Mechanisms for store-wait-free multiprocessors

Store misses cause significant delays in shared-memory multiprocessors because of limited store buffering and ordering constraints required for proper synchronization. Today, programmers must choose from a spectrum of memory consistency models that reduce store stalls at the cost of increased programming complexity. Prior research suggests that the performance gap among consistency models can be closed through speculation--enforcing order only when dynamically necessary. Unfortunately, past designs either provide insufficient buffering, replace all stores with read-modify-write operations, and/or recover from ordering violations via impractical fine-grained rollback mechanisms.
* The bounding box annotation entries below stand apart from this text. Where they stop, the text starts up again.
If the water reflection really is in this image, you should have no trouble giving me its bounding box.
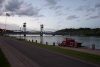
[10,35,100,49]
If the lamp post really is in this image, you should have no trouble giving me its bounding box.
[40,24,43,43]
[23,22,26,39]
[20,27,21,39]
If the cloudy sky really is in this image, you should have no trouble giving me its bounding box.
[0,0,100,31]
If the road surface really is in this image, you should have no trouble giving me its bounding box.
[0,36,99,67]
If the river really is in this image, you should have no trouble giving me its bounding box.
[10,35,100,49]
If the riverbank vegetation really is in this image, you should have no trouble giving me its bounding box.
[26,41,100,63]
[53,28,100,36]
[0,49,11,67]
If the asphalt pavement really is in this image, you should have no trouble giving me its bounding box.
[0,36,100,67]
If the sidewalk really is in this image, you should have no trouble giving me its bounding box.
[0,36,41,67]
[58,47,100,55]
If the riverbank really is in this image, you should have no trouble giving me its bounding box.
[0,48,11,67]
[26,41,100,64]
[0,37,100,67]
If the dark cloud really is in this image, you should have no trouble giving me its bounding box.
[67,15,79,20]
[66,7,71,11]
[45,0,62,10]
[5,0,40,16]
[0,0,44,17]
[55,10,64,16]
[95,2,100,8]
[45,0,58,6]
[86,16,100,20]
[76,6,95,12]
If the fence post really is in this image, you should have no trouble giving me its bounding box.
[32,40,33,42]
[35,40,37,43]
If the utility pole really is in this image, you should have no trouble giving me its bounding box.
[23,22,26,39]
[40,24,43,44]
[20,27,21,39]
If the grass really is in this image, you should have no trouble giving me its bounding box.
[24,41,100,63]
[0,49,11,67]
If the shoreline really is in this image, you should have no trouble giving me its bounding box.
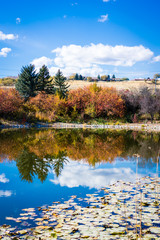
[0,122,160,132]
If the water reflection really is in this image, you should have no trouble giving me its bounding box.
[0,129,160,183]
[50,161,140,189]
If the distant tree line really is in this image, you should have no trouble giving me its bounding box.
[15,64,69,101]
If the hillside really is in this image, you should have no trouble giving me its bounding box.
[0,80,160,90]
[68,80,160,90]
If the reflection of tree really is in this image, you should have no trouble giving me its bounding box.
[52,151,68,177]
[16,147,68,182]
[16,148,49,182]
[0,129,160,182]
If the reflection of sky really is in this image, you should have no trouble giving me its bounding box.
[0,173,9,183]
[0,158,156,225]
[0,190,12,197]
[50,161,144,189]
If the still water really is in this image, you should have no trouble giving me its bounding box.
[0,129,160,225]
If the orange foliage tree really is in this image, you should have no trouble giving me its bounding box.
[0,89,23,116]
[68,84,124,118]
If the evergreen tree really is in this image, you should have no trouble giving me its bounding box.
[107,75,111,81]
[37,65,55,94]
[54,69,69,98]
[79,75,83,80]
[112,74,116,81]
[16,64,38,100]
[75,73,79,80]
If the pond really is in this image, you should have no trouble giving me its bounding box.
[0,129,160,229]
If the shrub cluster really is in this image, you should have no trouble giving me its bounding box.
[0,83,160,123]
[121,87,160,122]
[0,84,124,122]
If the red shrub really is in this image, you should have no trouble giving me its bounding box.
[0,89,23,115]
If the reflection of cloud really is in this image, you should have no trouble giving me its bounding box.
[0,190,12,197]
[0,173,9,183]
[50,161,142,189]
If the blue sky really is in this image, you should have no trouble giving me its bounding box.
[0,0,160,79]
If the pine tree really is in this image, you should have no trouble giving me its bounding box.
[75,73,79,80]
[16,64,38,101]
[79,74,83,80]
[54,69,69,98]
[37,65,55,94]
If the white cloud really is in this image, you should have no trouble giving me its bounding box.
[153,55,160,62]
[98,14,108,22]
[31,56,53,70]
[0,190,12,197]
[32,43,153,76]
[50,161,141,189]
[0,31,18,40]
[0,173,9,183]
[0,48,11,57]
[16,18,21,24]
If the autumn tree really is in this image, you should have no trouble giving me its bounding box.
[15,64,38,101]
[54,69,69,99]
[140,87,158,121]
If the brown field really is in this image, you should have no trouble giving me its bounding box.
[0,80,160,90]
[68,80,160,90]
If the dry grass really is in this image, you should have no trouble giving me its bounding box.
[0,80,160,90]
[68,80,160,90]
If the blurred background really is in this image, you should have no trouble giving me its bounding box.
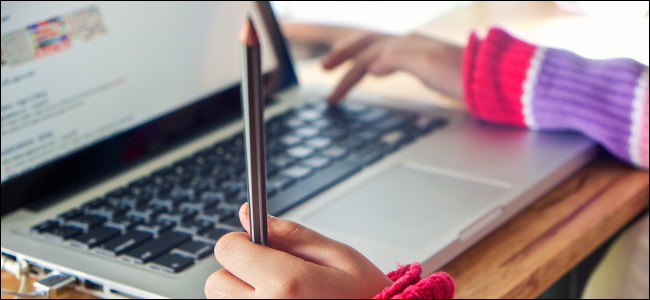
[271,1,650,64]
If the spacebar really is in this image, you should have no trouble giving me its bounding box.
[268,160,361,216]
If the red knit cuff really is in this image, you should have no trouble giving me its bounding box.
[463,28,536,126]
[373,263,455,299]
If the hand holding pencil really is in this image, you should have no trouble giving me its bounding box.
[240,17,269,246]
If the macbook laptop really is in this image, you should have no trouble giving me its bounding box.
[1,2,597,298]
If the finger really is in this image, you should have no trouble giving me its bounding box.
[239,203,361,270]
[204,269,255,299]
[322,33,379,70]
[327,44,381,105]
[214,232,319,289]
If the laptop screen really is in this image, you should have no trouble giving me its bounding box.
[0,1,297,215]
[1,1,277,182]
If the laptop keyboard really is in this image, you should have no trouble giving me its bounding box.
[31,101,447,273]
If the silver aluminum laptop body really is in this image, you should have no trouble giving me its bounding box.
[2,3,597,298]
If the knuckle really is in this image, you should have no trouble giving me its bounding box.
[203,269,224,298]
[282,220,307,237]
[273,270,304,299]
[214,232,237,258]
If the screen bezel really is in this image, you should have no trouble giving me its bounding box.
[0,1,298,216]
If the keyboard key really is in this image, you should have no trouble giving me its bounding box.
[321,146,348,159]
[122,231,191,264]
[42,225,83,242]
[104,215,145,232]
[97,231,153,256]
[375,115,411,132]
[346,149,383,166]
[196,229,239,245]
[268,160,361,216]
[66,215,106,231]
[70,227,120,250]
[172,241,214,260]
[29,220,59,233]
[294,127,320,138]
[305,137,332,150]
[303,156,330,169]
[280,166,312,179]
[56,209,83,224]
[287,146,314,159]
[196,207,235,224]
[357,108,389,123]
[158,211,196,224]
[135,220,176,235]
[151,254,194,273]
[174,219,214,235]
[266,175,295,190]
[269,154,296,169]
[280,134,302,147]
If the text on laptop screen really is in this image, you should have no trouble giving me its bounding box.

We propose two mechanisms that, together, enable store-wait-free implementations of any memory consistency model. To eliminate buffer-capacity-related stalls, we propose the scalable store buffer, which places private/speculative values directly into the L1 cache, thereby eliminating the non-scalable associative search of conventional store buffers. To eliminate ordering-related stalls, we propose atomic sequence ordering, which enforces ordering constraints over coarse-grain access sequences while relaxing order among individual accesses. Using cycle-accurate full-system simulation of scientific and commercial applications, we demonstrate that these mechanisms allow the simplified programming of strict ordering while outperforming conventional implementations on average by 32% (sequential consistency), 22% (SPARC total store order) and 9% (SPARC relaxed memory order).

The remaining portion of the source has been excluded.